Archie (Christopher Rich, "The Charmings," "Reba") was still living in Riverdale, but he'd gotten his law degree and was on the verge of moving to the city with his finance and joining a law firm. Jughead ditched the crown, married and divorced, and became a psychiatrist (!!?!) who employed some very unorthodox tactics. The oft-divorced Veronica (Karin Kopins, ONCE BITTEN) found that money can't buy happiness -- after all, she was still hung up on Archie Andrews! Betty (Lauren Holly) had become a school teacher who was dating a two-faced jerk, though she too was still hung up on Archie... only she didn't even realize it. Reggie (Gary Kroeger) owned and operated a gym; Moose (Jeff Hochendoner) became a chiropractor; and Big Ethyl (Cindy Ambuehl) underwent a drastic transformation of her own.

Despite a great cast (several of whom were mis-cast) and a few fun, comical moments, the film came under fire from fans of the comic books and was blasted by critics (one of whom derogatorily dubbed it "Archiesomething"), so a series never materialized. It didn't click with kids either -- there's some blatant sexuality (which was tame in 1990 and is now pretty dated) with Veronica and Betty each trying to seduce Archie, and Mr. Lodge has become oddly nasty... his henchman makes several attempts at killing Archie! But the part that everyone seems to belittle most is Jughead's silly rap rendition of "Sugar, Sugar" (which I've always thought was cute in a meant-to-be cheesy way).

Many of the cast members do bear an uncanny resemblance to their comic counterparts -- I first knew Rich as Prince Charming on a short-lived sitcom a few years earlier, but for nearly 20 years now, I've continuously associated him with Archie Andrews. Similarly, Karin Kopins was born to play Veronica Lodge.
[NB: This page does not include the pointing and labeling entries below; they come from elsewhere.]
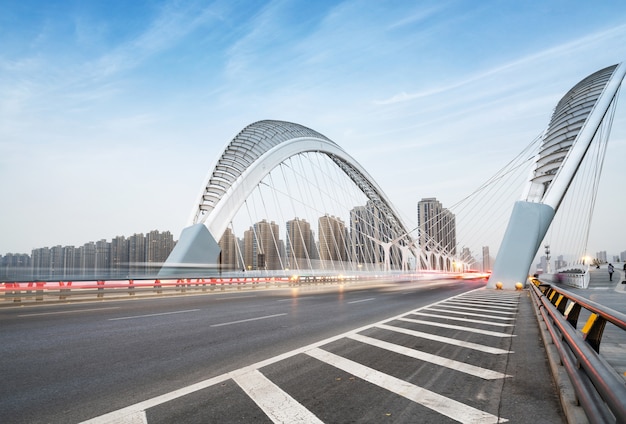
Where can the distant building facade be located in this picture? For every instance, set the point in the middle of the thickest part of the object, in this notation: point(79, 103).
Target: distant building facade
point(436, 226)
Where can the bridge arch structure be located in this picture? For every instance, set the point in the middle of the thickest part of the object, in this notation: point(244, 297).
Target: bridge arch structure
point(245, 162)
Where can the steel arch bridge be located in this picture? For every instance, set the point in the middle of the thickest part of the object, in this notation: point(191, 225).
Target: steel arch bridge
point(244, 163)
point(581, 118)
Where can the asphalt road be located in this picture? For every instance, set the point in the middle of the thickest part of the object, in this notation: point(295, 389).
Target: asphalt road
point(72, 362)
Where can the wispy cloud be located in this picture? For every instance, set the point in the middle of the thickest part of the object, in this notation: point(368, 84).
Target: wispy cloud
point(565, 49)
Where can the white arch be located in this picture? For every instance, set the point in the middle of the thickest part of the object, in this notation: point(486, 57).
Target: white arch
point(246, 160)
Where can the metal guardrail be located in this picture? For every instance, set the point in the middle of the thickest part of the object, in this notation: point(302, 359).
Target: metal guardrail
point(599, 388)
point(40, 291)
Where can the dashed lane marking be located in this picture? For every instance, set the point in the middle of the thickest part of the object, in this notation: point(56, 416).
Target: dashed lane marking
point(447, 340)
point(472, 314)
point(277, 405)
point(473, 321)
point(247, 320)
point(457, 327)
point(362, 300)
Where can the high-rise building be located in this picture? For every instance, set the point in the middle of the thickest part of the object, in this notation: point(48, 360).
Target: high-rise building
point(437, 226)
point(119, 257)
point(298, 244)
point(333, 238)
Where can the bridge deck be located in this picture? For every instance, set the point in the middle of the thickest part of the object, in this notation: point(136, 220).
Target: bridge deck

And the late, lanky Sam Whipple was so perfectly cast that he could've been the basis of Jughead Jones in the comics... unfortunately, however, the character itself went through some rather drastic changes from the comics to the film. On the opposite end of the spectrum, David Doyle was completely miscast as Mr. Weatherbee and Cindy Ambuehl was wrong for her part too, though the latter is the fault of the writer. And speaking of both the writer and people who are wrong for their part, the screenplay was written by Evan Katz, who went on to write and produce many TV dramas -- most notably he's been a staple writer / producer on "24." Weird, huh?
Sam Whipple

The movie was released on video under a different (actually a better) title, ARCHIE: RETURN TO RIVERDALE -- however, ten scenes that aired in the network version were trimmed from the VHS release. What makes this particularly strange is that some of these scenes strengthened the story (notably the flashbacks), and a few others were some of the better comic moments -- I don't know what the video editor could have possibly been thinking. The video release doesn't seem to be too hard to find (it's still available to buy on the Archie Comics website), but the film hasn't received much airplay in more recent years.

As a tie-in, Archie comics released a comic book adaptation of the movie. Interestingly, with the exception of the flashback scenes, this book is not drawn in the familiar, cartoony style of the Archie comics.... though the animated characters don't bear a whole lot of resemblance to their live-action counterparts.